Il 09/02/2020 21:55, Richard Damon ha scritto:
 > [...]
> Another option on that processor is to chain a couple of timers > together, so when the lower counter rolls over the upper counter counts > automatically, and I believe it handles it so there isn't a skew between > the counters. Then the read upper going direct to the hardware won't > have the issue.
I *believe* too, but are we completely sure?
On 2/9/20 6:58 PM, pozz wrote:
> Il 09/02/2020 21:55, Richard Damon ha scritto: > > [...] >> Another option on that processor is to chain a couple of timers >> together, so when the lower counter rolls over the upper counter >> counts automatically, and I believe it handles it so there isn't a >> skew between the counters. Then the read upper going direct to the >> hardware won't have the issue. > > I *believe* too, but are we completely sure?

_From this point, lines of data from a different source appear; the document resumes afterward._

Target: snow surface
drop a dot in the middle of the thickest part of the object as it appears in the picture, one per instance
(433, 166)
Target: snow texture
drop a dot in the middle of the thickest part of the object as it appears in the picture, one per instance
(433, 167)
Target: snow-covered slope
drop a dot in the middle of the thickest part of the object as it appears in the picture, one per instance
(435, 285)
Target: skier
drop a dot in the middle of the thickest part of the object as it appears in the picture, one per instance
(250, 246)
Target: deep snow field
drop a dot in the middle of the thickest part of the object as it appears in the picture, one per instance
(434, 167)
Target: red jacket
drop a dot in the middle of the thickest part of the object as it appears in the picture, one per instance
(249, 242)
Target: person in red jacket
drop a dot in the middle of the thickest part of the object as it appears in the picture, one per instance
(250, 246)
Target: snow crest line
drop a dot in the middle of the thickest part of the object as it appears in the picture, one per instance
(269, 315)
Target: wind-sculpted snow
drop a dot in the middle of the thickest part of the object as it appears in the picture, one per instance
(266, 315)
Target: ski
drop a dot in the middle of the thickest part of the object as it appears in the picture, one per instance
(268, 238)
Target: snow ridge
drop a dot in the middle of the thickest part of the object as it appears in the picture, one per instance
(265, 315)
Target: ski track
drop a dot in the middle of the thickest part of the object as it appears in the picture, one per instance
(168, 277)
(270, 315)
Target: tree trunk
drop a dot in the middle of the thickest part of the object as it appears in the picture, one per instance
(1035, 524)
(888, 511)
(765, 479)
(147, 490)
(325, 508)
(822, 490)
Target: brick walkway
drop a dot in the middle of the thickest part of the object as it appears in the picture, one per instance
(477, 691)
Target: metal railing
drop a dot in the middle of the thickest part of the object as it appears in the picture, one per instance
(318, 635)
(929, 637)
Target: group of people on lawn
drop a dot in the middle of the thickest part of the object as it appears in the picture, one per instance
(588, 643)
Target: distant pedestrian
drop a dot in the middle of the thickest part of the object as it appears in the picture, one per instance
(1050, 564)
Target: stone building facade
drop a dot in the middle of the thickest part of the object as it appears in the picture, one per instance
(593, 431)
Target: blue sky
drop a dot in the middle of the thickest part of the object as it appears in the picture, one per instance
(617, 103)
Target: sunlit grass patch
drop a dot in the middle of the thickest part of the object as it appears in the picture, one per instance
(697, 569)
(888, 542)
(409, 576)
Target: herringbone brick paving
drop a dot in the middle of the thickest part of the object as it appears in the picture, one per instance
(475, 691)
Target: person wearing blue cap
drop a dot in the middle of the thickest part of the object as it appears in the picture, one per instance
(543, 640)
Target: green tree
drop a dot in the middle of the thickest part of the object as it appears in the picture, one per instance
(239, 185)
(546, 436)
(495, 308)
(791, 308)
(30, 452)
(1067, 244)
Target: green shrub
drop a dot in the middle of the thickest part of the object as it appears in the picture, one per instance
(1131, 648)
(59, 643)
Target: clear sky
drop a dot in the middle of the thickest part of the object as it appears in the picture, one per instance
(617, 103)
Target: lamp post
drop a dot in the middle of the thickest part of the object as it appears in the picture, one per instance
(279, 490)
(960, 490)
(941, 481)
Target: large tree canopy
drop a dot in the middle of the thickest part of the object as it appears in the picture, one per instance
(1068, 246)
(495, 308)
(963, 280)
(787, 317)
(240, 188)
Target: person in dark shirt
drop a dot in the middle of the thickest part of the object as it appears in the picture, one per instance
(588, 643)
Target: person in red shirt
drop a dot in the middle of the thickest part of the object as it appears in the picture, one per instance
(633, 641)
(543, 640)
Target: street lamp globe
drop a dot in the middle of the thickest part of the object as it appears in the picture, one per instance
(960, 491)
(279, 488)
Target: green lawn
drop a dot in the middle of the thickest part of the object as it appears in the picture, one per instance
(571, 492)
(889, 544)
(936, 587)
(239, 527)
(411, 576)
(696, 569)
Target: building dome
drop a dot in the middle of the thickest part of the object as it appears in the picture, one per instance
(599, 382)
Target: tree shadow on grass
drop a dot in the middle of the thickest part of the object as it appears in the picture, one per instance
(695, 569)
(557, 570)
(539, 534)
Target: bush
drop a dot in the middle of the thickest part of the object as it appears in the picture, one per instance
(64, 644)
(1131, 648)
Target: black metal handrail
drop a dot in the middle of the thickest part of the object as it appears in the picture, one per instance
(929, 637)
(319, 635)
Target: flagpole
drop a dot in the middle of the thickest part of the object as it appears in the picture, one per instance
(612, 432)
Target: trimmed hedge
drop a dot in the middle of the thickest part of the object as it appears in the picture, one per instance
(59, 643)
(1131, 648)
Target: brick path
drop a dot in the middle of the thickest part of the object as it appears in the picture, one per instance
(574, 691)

It has been a bit since I have been through that processors documentation, but I remember a choice of synchronization modes, one which made the update simultaneous, at the cost of a bit more delay from the trigger pulse (you would typically run the counter on the system clock with a once per millisecond trigger pulse). If I am right about what the documentation says, it is a clear guarantee, the person designing the system should look that up to make sure they do it right.